Pete Crawford, Head of Data, Analytics & Automation, Sensis
Over the past two years we have witnessed a proliferation of open-source prediction APIs and ‘out-of-the-box’ cognitive technologies packaged via cloud computing platforms, enterprise CRMs or other solution providers. Examples include Google Cloud AI, AWS Comprehend, Azure AI and Salesforce Einstein. Consequently, the adoption and integration of machine intelligence into product development or marketing automation operating models has wider ramifications for data management and data literacy across global industries. Although much has been written on the role of big data in stimulating a shift in the way predictive analytics is viewed, the key drivers for many companies are still centred on existing data platform integration and the explicit inclusion of ‘external’ data sources.
However, the evolution toward smarter information supply chains and a ‘data economy’ (irrespective of concurrent labour force adjustments) is often unclear and the business benefits ill-defined. Several forces are shaping how business strategy adapts to the emergence of cognitive technology platforms.
FORCES SHAPING THE DATA ECONOMY Regulatory Compliance and Explainable AI
On either side of the Atlantic, government bodies are currently exploring adjustments to consumer data protection policies to strengthen the rules and structures which may demand the disclosure of automated decision making.
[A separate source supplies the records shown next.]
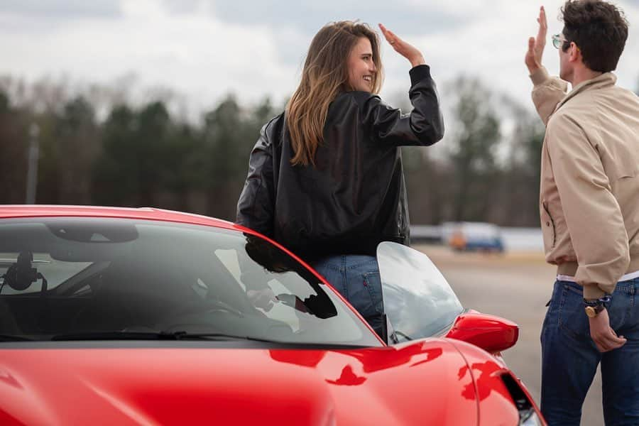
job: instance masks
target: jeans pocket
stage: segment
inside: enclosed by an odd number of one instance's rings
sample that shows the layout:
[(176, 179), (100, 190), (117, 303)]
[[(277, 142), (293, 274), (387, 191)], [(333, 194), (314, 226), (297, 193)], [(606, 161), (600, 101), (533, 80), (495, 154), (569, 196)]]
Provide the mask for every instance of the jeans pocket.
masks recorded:
[(363, 274), (364, 284), (371, 296), (371, 305), (375, 312), (381, 314), (384, 312), (382, 301), (381, 279), (379, 272), (367, 272)]
[(578, 339), (590, 339), (590, 324), (584, 310), (583, 293), (572, 284), (562, 284), (558, 320), (559, 327)]

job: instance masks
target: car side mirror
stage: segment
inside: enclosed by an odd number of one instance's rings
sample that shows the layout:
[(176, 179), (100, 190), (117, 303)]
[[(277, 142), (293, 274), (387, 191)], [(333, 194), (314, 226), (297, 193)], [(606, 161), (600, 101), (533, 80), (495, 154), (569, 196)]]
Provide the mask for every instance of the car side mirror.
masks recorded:
[(519, 326), (499, 317), (471, 312), (457, 317), (446, 337), (463, 340), (491, 354), (497, 354), (517, 342)]

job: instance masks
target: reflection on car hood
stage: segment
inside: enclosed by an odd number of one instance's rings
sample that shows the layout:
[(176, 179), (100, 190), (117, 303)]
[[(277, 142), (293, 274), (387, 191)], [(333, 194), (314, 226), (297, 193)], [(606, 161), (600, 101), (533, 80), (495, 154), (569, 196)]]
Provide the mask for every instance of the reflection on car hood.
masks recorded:
[(443, 339), (340, 351), (0, 350), (0, 423), (476, 425), (467, 368)]

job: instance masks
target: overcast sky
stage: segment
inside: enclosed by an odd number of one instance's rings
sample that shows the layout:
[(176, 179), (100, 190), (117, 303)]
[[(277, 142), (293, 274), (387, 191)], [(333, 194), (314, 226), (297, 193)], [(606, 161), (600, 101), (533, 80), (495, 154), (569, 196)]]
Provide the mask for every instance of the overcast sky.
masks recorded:
[[(303, 1), (303, 0), (302, 0)], [(561, 31), (562, 0), (547, 0), (549, 36)], [(616, 1), (630, 22), (617, 71), (638, 86), (639, 0)], [(0, 75), (28, 82), (68, 76), (113, 84), (170, 88), (192, 114), (229, 92), (243, 102), (271, 96), (281, 103), (295, 89), (301, 64), (327, 22), (381, 22), (417, 46), (441, 87), (460, 75), (530, 104), (523, 65), (537, 31), (540, 4), (530, 0), (1, 0)], [(384, 43), (389, 99), (409, 85), (410, 65)], [(545, 63), (558, 72), (549, 43)]]

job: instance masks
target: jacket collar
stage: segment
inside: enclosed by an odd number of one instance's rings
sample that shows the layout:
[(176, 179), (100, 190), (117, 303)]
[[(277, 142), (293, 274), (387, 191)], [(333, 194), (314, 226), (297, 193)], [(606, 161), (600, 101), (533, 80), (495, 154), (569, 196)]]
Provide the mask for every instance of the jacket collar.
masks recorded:
[(611, 86), (614, 86), (616, 82), (617, 76), (612, 72), (604, 72), (601, 75), (598, 75), (593, 79), (581, 82), (573, 87), (572, 90), (570, 91), (570, 93), (567, 94), (566, 97), (557, 104), (557, 108), (555, 109), (555, 111), (556, 112), (557, 109), (562, 107), (562, 105), (582, 92), (609, 87)]

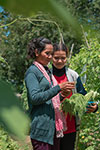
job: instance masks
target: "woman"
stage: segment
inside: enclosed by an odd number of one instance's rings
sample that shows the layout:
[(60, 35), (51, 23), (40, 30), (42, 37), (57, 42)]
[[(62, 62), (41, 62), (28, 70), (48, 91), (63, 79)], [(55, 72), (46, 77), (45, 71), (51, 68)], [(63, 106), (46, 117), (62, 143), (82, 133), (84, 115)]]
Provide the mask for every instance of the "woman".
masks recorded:
[(35, 60), (25, 74), (34, 150), (59, 150), (66, 121), (59, 110), (58, 93), (75, 88), (73, 82), (57, 85), (47, 67), (52, 53), (53, 45), (46, 38), (32, 39), (28, 45), (28, 55)]
[[(75, 92), (86, 94), (86, 91), (82, 85), (79, 75), (74, 70), (66, 67), (66, 61), (68, 56), (68, 48), (62, 42), (60, 44), (54, 44), (53, 49), (53, 66), (52, 73), (56, 78), (58, 84), (69, 81), (76, 81), (76, 88), (69, 90), (68, 92), (61, 92), (61, 94), (70, 98)], [(97, 104), (91, 106), (88, 109), (88, 113), (94, 112), (97, 109)], [(75, 116), (70, 117), (69, 113), (66, 116), (67, 130), (64, 131), (64, 137), (61, 138), (60, 150), (74, 150), (75, 138), (76, 138), (76, 119)]]

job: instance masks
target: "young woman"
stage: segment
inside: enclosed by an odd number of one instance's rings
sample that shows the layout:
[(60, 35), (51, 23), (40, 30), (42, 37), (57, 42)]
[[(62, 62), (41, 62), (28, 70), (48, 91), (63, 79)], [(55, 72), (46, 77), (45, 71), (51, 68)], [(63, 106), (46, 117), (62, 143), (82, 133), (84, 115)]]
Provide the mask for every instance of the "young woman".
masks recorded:
[[(68, 49), (65, 44), (54, 44), (53, 49), (53, 66), (52, 73), (56, 78), (58, 84), (69, 81), (76, 81), (76, 87), (68, 92), (61, 92), (64, 97), (70, 98), (73, 93), (78, 92), (85, 95), (83, 84), (77, 72), (66, 67), (66, 61), (68, 56)], [(97, 109), (97, 104), (89, 108), (88, 113), (94, 112)], [(67, 130), (64, 131), (64, 137), (61, 138), (60, 150), (74, 150), (75, 138), (76, 138), (76, 119), (75, 116), (70, 118), (69, 113), (66, 116)]]
[(57, 81), (47, 65), (52, 58), (53, 45), (46, 38), (32, 39), (28, 55), (34, 59), (25, 74), (29, 114), (30, 137), (34, 150), (59, 150), (59, 137), (66, 127), (65, 117), (59, 110), (59, 92), (74, 89), (74, 83)]

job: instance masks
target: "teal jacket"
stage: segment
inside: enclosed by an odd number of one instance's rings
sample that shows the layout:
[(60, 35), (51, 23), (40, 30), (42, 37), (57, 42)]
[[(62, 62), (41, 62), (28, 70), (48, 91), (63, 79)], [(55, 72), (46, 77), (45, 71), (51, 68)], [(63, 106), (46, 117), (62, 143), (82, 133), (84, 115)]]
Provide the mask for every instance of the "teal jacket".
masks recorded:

For instance, Article 22 of the European GDPR directly addresses safeguards around profiling – an issue which has received publicity in the US from analysis suggesting inherent biases in prediction software connected to criminal recidivism based on racial grounds. Meanwhile, in the UK a Centre for Data Ethics and Innovation Consultation has been established to monitor the applications of data-driven and AI-based technologies. This leads to the prospect of greater regulatory expectations and auditing around translating machine learning models so that the intent behind the systems; the data sources feeding it; and other input rules are ‘explainable’.
Of equal importance will be trade-offs between personalized predictions and regulation of private data. As data becomes a more tradable commodity, existing data management notions of data cataloguing and data lineage are receiving greater focus.This is one area where machine learning is very much helping classify and organise data assets across multiple platforms in support of data governance, compliance obligations or collaborative data modelling.
Democratization of Data Science
The notion of automating a data science pipeline – from obtaining data to cleaning and normalising data through to model selection, evaluation and result interpretation – is a topic of deep contention.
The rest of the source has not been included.